4 Beati gli afflitti,
perché saranno consolati.
5 Beati i miti,
perché erediteranno la terra.
6 Beati quelli che hanno fame e sete della giustizia,
perché saranno saziati.
7 Beati i misericordiosi,
perché troveranno misericordia.
8 Beati i puri di cuore,
perché vedranno Dio.
9 Beati gli operatori di pace,
perché saranno chiamati figli di Dio.
10 Beati i perseguitati per causa della giustizia,
perché di essi è il regno dei cieli.
11 Beati voi quando vi insulteranno, vi perseguiteranno e, mentendo, diranno ogni sorta di male contro di voi per causa mia. 12 Rallegratevi ed esultate, perché grande è la vostra ricompensa nei cieli.
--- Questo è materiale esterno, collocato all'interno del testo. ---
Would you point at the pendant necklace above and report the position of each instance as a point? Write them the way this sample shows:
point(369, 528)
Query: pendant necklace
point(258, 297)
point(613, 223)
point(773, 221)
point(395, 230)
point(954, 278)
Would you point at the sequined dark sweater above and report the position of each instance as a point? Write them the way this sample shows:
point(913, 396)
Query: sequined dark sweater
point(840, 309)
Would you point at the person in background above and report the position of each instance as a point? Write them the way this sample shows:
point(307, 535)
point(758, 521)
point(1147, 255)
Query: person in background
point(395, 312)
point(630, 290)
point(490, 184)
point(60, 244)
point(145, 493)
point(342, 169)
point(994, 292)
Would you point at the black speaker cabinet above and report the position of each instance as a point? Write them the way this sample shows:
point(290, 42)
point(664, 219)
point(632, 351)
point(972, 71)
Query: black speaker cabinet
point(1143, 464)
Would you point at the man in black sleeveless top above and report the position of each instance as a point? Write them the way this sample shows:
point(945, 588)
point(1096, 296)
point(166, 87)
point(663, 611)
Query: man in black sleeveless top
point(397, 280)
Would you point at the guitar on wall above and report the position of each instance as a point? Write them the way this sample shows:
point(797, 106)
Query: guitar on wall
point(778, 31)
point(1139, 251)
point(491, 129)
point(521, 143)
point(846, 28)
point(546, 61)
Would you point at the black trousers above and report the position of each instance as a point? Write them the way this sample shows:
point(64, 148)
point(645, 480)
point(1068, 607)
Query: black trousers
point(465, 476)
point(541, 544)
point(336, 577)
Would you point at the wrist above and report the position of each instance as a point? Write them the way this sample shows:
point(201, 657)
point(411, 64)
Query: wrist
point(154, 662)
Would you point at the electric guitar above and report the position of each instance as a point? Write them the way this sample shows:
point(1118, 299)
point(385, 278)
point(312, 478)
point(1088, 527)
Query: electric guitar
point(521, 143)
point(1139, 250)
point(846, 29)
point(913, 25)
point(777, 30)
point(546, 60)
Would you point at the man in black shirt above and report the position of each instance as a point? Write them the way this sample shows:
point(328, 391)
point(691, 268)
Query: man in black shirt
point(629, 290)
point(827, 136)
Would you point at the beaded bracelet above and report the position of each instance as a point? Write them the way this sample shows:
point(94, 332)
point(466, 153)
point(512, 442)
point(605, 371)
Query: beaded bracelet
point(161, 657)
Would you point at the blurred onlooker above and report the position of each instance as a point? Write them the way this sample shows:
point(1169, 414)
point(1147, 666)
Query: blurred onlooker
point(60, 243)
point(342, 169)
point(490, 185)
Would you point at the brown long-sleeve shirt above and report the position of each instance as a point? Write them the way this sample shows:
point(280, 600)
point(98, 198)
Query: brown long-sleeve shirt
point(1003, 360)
Così infatti hanno perseguitato i profeti prima di voi.
Lo scenario della pagina evangelica scritta da Matteo mostra Gesù seduto in alto con una platea di folle assiepate ai piedi del monte, con i discepoli a fargli da corona. Uno scenario regale che presenta la figura di Gesù come il maestro che sa guardare a quelli che lo cercano, lo incontrano e lo seguono, sa discernere innanzitutto la loro fatica e la loro sofferenza, e sa rivolgere loro parole di vita. Il Discorso non si presenta come una sequenza di precetti. Ha piuttosto la forma di una comunicazione confidenziale, anche se ferma, di un nuovo modo di concepire la vita.
Ecco allora il grido: “Ashrè”, parola ebraica tradotta con “beati” che costituisce un invito alla pienezza di vita, alla consapevolezza di una gioia che niente e nessuno può rapire né spegnere. Come un rintocco vibrante di una campana, questa espressione ritorna forte e chiara per nove volte promettendo una felicità, a prima vista impossibile da realizzare, quasi sempre in relazione a qualche disgrazia terrena (povertà, lacrime, fame e sete, persecuzioni) o ad atteggiamenti che in questo mondo non sono ricompensati (mitezza, misericordia, persecuzioni). La novità di questa beatitudine, presentata attraverso brevi frasi dirette, plastiche, piene di fatti e di gesti della vita quotidiana, non ha bisogno di lunghe spiegazioni: nessuno può sfuggire alla forza e all’evidenza di quelle parole così semplici, che raggiungono ogni uomo. Il Regno opera un capovolgimento profondo dei nostri sentimenti, delle nostre concezioni e relazioni. Ne deriva uno stile di vita insieme semplice e grandioso. Interiorità, totalità, radicalità sono le sue caratteristiche fondamentali. Quanto ai frutti visibili, si potrebbero così elencare: l’umiltà e la preghiera profonda e consolante, la mitezza e la ricerca costante della giustizia e della pace, uno sguardo benevolo e la capacità del perdono senza misura, la lealtà e la sincerità assoluta, il superamento dell’angoscia, della preoccupazione e dell’affanno, il coraggio di soffrire per Dio e per la verità.
Queste esperienze misteriose di vuoto nella nostra vita, a volte percepite come lancinanti, se accettate e offerte a Dio, divengono il segno certo che il Regno di Gesù bussa alle porte del nostro cuore chiamandoci alla beatitudine.